States that are home to so-called sanctuary cities stand to lose $870 million if President Trump follows through on his threat to withhold federal funds as punishment for not working with immigration authorities, according to a new report released Tuesday.
Researchers with pro-immigrant groups the Center for American Progress, National Immigration Law Center, and the American Immigration Lawyers Association calculated how much money sanctuary cities in 32 states received from five “key” federal grants.

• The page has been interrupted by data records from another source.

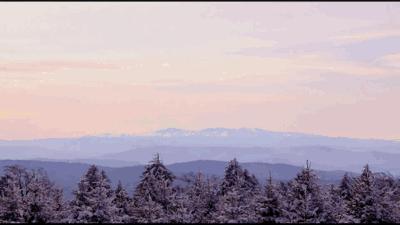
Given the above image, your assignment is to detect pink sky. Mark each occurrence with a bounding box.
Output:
[0,2,400,139]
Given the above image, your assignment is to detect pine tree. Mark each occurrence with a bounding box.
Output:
[132,154,176,223]
[349,165,379,223]
[24,170,62,223]
[112,181,131,223]
[0,165,64,223]
[185,172,217,223]
[286,161,324,223]
[215,159,260,223]
[374,173,400,223]
[0,165,29,222]
[322,185,358,223]
[69,165,116,223]
[257,174,283,223]
[339,173,353,203]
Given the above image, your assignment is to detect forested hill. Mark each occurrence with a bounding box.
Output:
[0,160,354,198]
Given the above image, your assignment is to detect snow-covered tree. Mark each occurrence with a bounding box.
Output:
[374,173,400,223]
[68,165,116,223]
[0,165,64,223]
[112,181,131,223]
[322,185,358,223]
[285,161,324,223]
[349,165,379,223]
[214,159,260,223]
[257,174,283,223]
[24,170,63,223]
[0,165,29,222]
[184,172,217,223]
[132,154,176,223]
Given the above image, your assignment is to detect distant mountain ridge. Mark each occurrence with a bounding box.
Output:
[0,160,361,198]
[0,128,400,174]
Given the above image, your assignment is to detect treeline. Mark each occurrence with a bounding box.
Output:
[0,155,400,223]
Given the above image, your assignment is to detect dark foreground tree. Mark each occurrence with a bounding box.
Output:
[132,154,177,223]
[66,165,117,223]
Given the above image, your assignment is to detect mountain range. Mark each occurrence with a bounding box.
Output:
[0,160,356,199]
[0,128,400,175]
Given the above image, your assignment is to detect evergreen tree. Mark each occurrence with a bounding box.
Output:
[215,159,260,223]
[286,161,325,223]
[0,165,29,222]
[133,154,176,223]
[68,165,116,223]
[349,165,379,223]
[112,181,131,223]
[374,173,400,223]
[257,174,283,223]
[0,165,64,223]
[24,170,63,223]
[322,185,358,223]
[185,172,217,223]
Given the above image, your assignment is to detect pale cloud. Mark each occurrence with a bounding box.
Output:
[0,2,400,139]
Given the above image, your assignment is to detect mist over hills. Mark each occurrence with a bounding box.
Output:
[0,160,356,198]
[0,128,400,174]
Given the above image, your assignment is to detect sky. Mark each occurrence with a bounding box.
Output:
[0,2,400,139]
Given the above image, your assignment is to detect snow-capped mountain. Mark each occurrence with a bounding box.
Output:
[0,128,400,174]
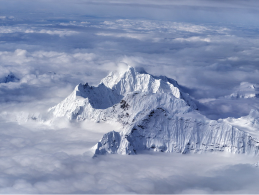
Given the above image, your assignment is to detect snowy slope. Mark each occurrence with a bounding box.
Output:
[93,96,259,155]
[50,67,259,155]
[50,67,197,121]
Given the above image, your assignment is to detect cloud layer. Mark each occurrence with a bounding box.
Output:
[0,0,259,193]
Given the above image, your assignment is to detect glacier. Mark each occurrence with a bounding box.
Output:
[49,67,259,156]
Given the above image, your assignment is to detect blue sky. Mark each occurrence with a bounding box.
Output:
[0,0,259,193]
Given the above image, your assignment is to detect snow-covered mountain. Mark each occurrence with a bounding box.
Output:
[50,67,259,155]
[50,67,197,121]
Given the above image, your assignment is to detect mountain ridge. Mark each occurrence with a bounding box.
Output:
[50,67,259,155]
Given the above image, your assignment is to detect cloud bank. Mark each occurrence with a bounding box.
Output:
[0,0,259,193]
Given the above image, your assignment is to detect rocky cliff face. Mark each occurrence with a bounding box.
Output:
[50,67,259,155]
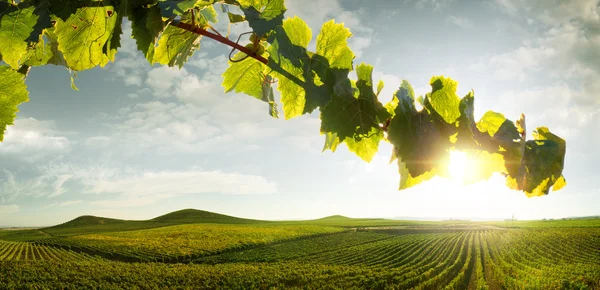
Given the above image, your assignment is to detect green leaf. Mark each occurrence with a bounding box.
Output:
[388,78,456,184]
[21,35,53,66]
[48,0,78,21]
[376,80,385,97]
[321,64,390,140]
[0,65,29,142]
[198,5,218,23]
[267,17,312,119]
[55,1,121,71]
[0,2,40,69]
[129,5,164,61]
[425,76,460,124]
[517,127,566,196]
[316,20,354,70]
[477,111,507,137]
[321,133,340,152]
[238,0,285,35]
[223,52,267,100]
[517,138,565,197]
[238,0,285,20]
[398,159,436,190]
[227,12,246,23]
[378,80,416,117]
[153,13,201,68]
[456,91,478,149]
[158,0,199,18]
[344,128,383,162]
[102,11,124,65]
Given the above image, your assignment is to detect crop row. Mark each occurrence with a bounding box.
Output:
[0,241,92,261]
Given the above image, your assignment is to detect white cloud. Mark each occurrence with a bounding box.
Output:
[44,200,83,208]
[0,163,277,206]
[87,170,276,196]
[0,118,72,162]
[470,5,600,105]
[85,136,111,148]
[412,0,452,10]
[496,0,600,26]
[110,20,150,87]
[285,0,373,58]
[0,171,73,200]
[450,15,471,28]
[0,204,20,215]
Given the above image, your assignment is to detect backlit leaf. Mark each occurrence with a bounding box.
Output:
[0,65,29,142]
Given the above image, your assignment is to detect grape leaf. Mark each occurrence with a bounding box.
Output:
[425,76,460,124]
[388,78,454,181]
[0,2,39,70]
[102,10,123,65]
[222,52,267,100]
[267,17,312,119]
[321,63,389,140]
[342,128,383,162]
[238,0,285,36]
[129,5,164,61]
[398,159,436,190]
[21,35,53,66]
[198,5,218,26]
[0,65,29,142]
[153,12,201,68]
[238,0,285,20]
[517,127,566,196]
[322,132,340,152]
[316,20,354,70]
[55,1,119,71]
[376,80,385,97]
[158,0,199,18]
[227,12,246,23]
[517,139,565,196]
[378,80,416,117]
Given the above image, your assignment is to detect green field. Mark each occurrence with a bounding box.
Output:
[0,210,600,289]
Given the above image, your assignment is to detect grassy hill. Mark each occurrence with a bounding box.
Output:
[42,209,269,236]
[150,209,267,224]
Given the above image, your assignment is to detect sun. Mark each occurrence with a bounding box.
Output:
[448,150,477,183]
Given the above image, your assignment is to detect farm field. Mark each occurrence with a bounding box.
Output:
[0,210,600,289]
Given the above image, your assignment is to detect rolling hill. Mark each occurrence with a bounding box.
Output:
[42,209,269,236]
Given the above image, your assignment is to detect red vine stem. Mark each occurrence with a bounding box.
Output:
[171,22,269,64]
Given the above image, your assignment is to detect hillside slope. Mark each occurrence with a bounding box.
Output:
[42,209,269,236]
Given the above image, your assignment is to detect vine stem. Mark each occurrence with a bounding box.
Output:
[171,22,269,64]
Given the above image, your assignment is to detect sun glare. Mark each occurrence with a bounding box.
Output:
[448,150,475,182]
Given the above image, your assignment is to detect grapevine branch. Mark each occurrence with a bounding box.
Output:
[171,21,304,87]
[172,22,269,64]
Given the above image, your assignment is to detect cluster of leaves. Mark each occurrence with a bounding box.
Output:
[0,0,565,195]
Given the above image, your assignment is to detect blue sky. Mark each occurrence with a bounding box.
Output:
[0,0,600,226]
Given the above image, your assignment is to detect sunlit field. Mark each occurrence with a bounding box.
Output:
[0,210,600,289]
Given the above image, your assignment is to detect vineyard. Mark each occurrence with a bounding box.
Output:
[0,213,600,289]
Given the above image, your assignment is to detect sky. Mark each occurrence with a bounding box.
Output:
[0,0,600,226]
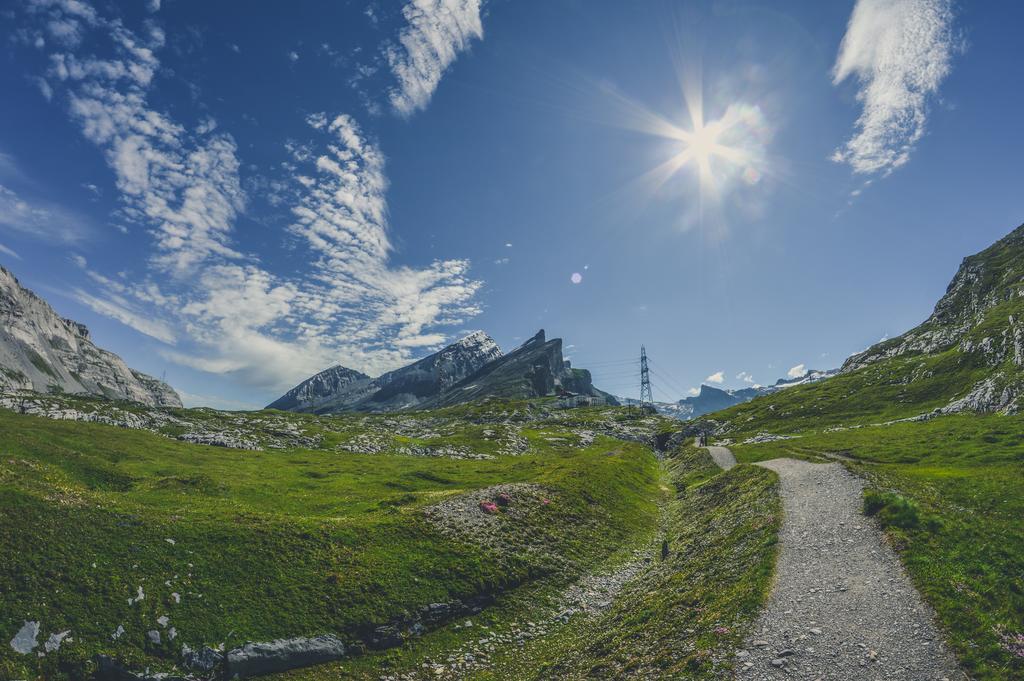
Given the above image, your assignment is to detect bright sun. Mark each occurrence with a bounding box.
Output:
[621,89,770,208]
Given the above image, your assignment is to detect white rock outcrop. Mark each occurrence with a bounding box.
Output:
[0,267,181,407]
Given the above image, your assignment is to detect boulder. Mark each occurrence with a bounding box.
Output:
[227,634,345,678]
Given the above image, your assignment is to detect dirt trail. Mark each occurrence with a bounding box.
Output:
[708,446,966,681]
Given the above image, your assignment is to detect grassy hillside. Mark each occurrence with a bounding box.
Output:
[268,444,781,681]
[0,403,662,679]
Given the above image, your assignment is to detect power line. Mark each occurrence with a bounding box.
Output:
[640,345,654,413]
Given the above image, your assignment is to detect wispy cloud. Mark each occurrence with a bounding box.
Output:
[833,0,957,174]
[0,184,88,244]
[73,289,176,344]
[385,0,483,116]
[18,0,481,389]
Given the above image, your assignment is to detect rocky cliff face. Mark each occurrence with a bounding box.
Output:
[415,329,616,408]
[268,332,502,414]
[266,365,372,412]
[0,267,181,407]
[269,330,614,414]
[842,225,1024,413]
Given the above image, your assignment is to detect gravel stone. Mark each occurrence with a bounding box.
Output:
[733,454,967,681]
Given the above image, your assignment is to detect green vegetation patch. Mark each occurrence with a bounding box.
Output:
[0,406,662,679]
[479,446,781,679]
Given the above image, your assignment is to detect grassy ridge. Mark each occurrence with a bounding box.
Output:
[479,446,781,679]
[733,413,1024,680]
[0,401,658,678]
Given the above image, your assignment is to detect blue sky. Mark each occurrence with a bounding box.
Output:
[0,0,1024,408]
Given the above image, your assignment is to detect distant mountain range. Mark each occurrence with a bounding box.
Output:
[0,267,181,407]
[618,369,839,420]
[267,330,617,414]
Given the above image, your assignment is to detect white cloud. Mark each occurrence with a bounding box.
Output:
[74,289,176,344]
[385,0,483,116]
[17,0,481,390]
[833,0,957,174]
[174,388,263,412]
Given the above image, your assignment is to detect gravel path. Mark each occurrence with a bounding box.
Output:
[709,448,966,681]
[708,446,736,470]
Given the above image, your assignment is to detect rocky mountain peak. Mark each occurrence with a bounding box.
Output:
[843,225,1024,372]
[0,266,181,407]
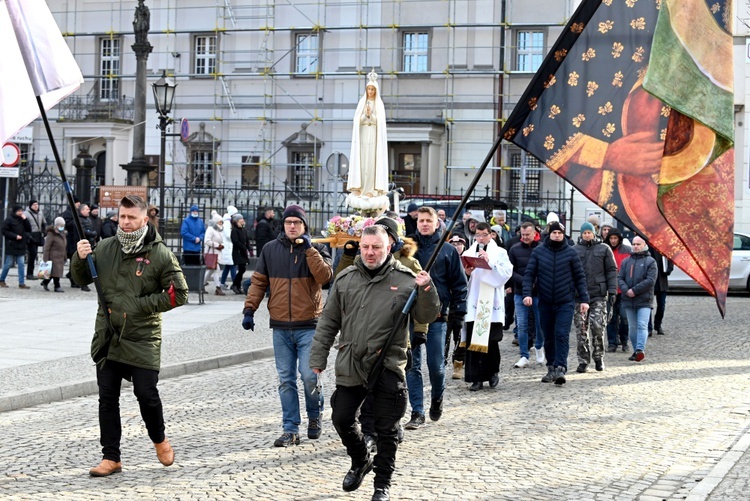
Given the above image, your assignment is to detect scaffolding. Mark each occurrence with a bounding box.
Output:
[49,0,572,199]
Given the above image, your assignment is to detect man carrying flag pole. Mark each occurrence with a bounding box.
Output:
[0,0,187,477]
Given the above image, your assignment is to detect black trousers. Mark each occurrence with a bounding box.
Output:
[25,242,39,277]
[331,369,408,487]
[96,360,164,461]
[232,264,247,290]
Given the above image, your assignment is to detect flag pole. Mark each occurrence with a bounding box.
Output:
[367,132,508,391]
[36,96,114,338]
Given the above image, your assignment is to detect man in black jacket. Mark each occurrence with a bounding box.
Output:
[523,221,589,385]
[508,221,545,369]
[404,207,467,430]
[255,209,276,256]
[574,222,617,372]
[0,205,31,289]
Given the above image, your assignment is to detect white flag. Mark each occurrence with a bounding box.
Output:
[0,0,83,144]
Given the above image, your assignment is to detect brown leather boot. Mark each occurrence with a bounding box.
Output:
[154,437,174,466]
[89,459,122,477]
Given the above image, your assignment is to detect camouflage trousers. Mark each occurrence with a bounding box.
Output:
[573,299,607,365]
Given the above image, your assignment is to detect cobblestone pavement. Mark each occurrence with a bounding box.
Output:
[0,296,750,501]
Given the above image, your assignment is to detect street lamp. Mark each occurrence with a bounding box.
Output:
[151,71,177,237]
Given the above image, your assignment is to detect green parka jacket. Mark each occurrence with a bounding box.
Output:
[71,224,188,371]
[310,255,440,386]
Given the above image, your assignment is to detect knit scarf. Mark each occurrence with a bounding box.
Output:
[117,225,148,254]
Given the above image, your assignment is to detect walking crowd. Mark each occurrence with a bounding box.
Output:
[0,196,672,500]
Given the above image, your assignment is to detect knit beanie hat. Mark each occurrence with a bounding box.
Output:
[547,221,565,234]
[375,217,399,242]
[581,221,596,234]
[281,205,307,231]
[586,214,599,226]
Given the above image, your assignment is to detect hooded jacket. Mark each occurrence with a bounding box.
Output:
[180,209,206,253]
[574,236,617,301]
[70,224,188,371]
[243,232,333,329]
[2,212,31,256]
[617,249,658,310]
[523,237,589,304]
[412,231,468,316]
[310,256,440,386]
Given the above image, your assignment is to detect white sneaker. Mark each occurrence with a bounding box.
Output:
[513,357,529,369]
[536,346,546,365]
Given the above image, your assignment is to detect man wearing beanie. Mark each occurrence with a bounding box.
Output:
[180,204,206,265]
[0,205,31,289]
[404,202,419,237]
[574,222,617,372]
[24,200,47,280]
[242,205,333,447]
[523,221,589,386]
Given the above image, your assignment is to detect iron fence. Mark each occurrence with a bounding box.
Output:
[10,160,573,253]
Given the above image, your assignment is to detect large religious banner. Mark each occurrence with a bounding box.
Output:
[504,0,734,315]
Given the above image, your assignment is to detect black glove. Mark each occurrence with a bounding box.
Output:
[448,313,466,332]
[411,332,427,350]
[242,310,255,331]
[298,233,312,250]
[344,240,359,257]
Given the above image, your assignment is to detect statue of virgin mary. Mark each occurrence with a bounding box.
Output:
[346,70,388,214]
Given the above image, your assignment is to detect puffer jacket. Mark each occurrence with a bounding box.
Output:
[573,237,617,301]
[523,237,589,304]
[617,249,658,310]
[2,213,31,256]
[412,232,468,316]
[310,256,440,386]
[508,240,539,297]
[70,224,188,371]
[245,232,333,329]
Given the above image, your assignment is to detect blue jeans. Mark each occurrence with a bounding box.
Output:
[607,294,628,346]
[0,254,26,285]
[221,264,237,285]
[273,329,323,434]
[540,300,575,372]
[406,322,448,414]
[622,306,651,351]
[513,294,544,358]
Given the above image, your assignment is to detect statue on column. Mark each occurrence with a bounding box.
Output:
[133,0,151,44]
[346,69,389,217]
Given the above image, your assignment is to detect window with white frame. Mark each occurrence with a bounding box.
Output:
[294,33,320,75]
[289,150,317,196]
[403,31,430,73]
[99,38,120,101]
[514,30,544,72]
[510,152,542,203]
[193,35,217,75]
[190,150,214,190]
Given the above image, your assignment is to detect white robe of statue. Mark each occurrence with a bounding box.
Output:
[346,72,388,210]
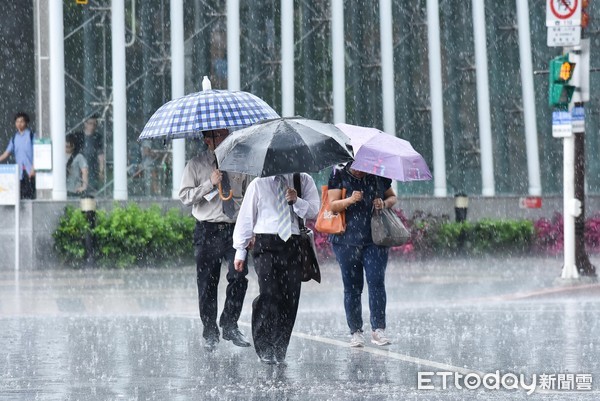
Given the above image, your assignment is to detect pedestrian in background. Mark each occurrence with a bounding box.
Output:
[179,129,250,351]
[328,163,397,347]
[81,115,105,192]
[0,112,36,199]
[65,133,88,198]
[233,173,320,364]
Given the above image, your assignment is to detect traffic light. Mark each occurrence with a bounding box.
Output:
[548,54,575,110]
[581,0,590,29]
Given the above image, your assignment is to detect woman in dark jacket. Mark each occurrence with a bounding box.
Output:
[328,163,397,347]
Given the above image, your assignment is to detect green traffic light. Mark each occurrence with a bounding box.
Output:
[548,54,575,110]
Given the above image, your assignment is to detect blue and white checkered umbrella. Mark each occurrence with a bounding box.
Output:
[138,78,279,141]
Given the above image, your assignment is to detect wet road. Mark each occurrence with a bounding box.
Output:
[0,258,600,401]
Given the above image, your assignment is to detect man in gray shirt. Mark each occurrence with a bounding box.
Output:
[179,129,250,351]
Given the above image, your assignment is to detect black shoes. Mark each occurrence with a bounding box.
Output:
[204,337,219,352]
[259,355,277,365]
[223,328,250,347]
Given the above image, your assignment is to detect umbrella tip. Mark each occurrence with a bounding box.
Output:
[202,75,212,91]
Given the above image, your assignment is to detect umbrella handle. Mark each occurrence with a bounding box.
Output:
[219,183,233,200]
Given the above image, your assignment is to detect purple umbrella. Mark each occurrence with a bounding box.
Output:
[335,124,432,181]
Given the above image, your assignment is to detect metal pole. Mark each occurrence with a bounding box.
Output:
[13,164,21,271]
[573,116,596,277]
[472,0,495,196]
[427,0,447,197]
[226,0,241,90]
[48,2,67,200]
[516,0,542,196]
[331,0,346,124]
[170,1,185,199]
[281,0,295,117]
[561,135,579,279]
[379,0,396,136]
[111,0,127,200]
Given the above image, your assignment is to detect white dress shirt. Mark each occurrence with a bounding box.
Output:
[233,173,320,260]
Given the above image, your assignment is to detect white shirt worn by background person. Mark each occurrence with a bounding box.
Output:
[233,173,320,260]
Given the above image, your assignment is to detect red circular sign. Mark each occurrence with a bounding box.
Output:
[548,0,579,19]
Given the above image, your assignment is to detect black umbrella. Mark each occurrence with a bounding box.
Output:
[215,117,352,177]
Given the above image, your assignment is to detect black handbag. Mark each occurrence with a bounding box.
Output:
[294,173,321,283]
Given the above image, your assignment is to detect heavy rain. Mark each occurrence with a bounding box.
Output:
[0,0,600,401]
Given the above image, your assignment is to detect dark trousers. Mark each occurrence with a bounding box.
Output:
[21,175,35,199]
[332,244,389,333]
[194,221,248,338]
[252,234,302,360]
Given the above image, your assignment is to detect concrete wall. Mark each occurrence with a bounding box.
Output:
[0,196,600,270]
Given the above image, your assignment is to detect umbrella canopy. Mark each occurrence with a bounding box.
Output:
[336,124,432,181]
[215,117,352,177]
[138,77,279,140]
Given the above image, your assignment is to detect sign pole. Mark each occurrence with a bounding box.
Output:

“By seeking to revoke federal funding for sanctuary jurisdictions, the Trump administration is trying to force through executive action what has already been rejected by Congress,” Benjamin Johnson, executive director of the American Immigration Lawyers Association, said in a statement. “Cities and counties should be allowed, encouraged in fact, to focus on policies that strengthen their communities and ensure that victims and witnesses of crimes feel safe speaking to police no matter their immigration status.”
Trump signed an executive order in January threatening to pull federal funds from sanctuary cities, ordering his administration to calculate how much the jurisdictions receive. While there is no legal definition of a sanctuary city, they generally refuse to hold immigrants for Immigration and Customs Enforcement (ICE) suspected of minor crimes or have policies ordering cops not to ask about a person’s immigration status.
“Sanctuary jurisdictions across the United States willfully violate federal law in an attempt to shield aliens from removal from the United States,” Trump’s executive order stated. “These jurisdictions have caused immeasurable harm to the American people and to the very fabric of our Republic.”
California stands to lose the most at $240 million, followed by $191 million for New York, and $91 million for Illinois. In total, the 32 states the report said could be targeted are at risk of losing $870 million.
Trump’s attack on sanctuary jurisdictions has made some cities adopt pro-undocumented immigrant policies, while those that have historically been considered sanctuaries, including San Francisco, Chicago, and Los Angeles, have doubled down.
Miami-Dade County in Florida, however, went in the opposite direction and retracted its position as a sanctuary after the mayor ordered county jails to honor ICE hold requests a day after Trump signed his order.
Melissa Keaney, staff attorney at the National Immigration Law Center, argued that the 10th Amendment prohibits the federal government from forcing or coercing states to assist in federal immigration enforcement, adding that the Supreme Court also ruled that the threat to withhold funding cannot be so significant that it effectively compels compliance.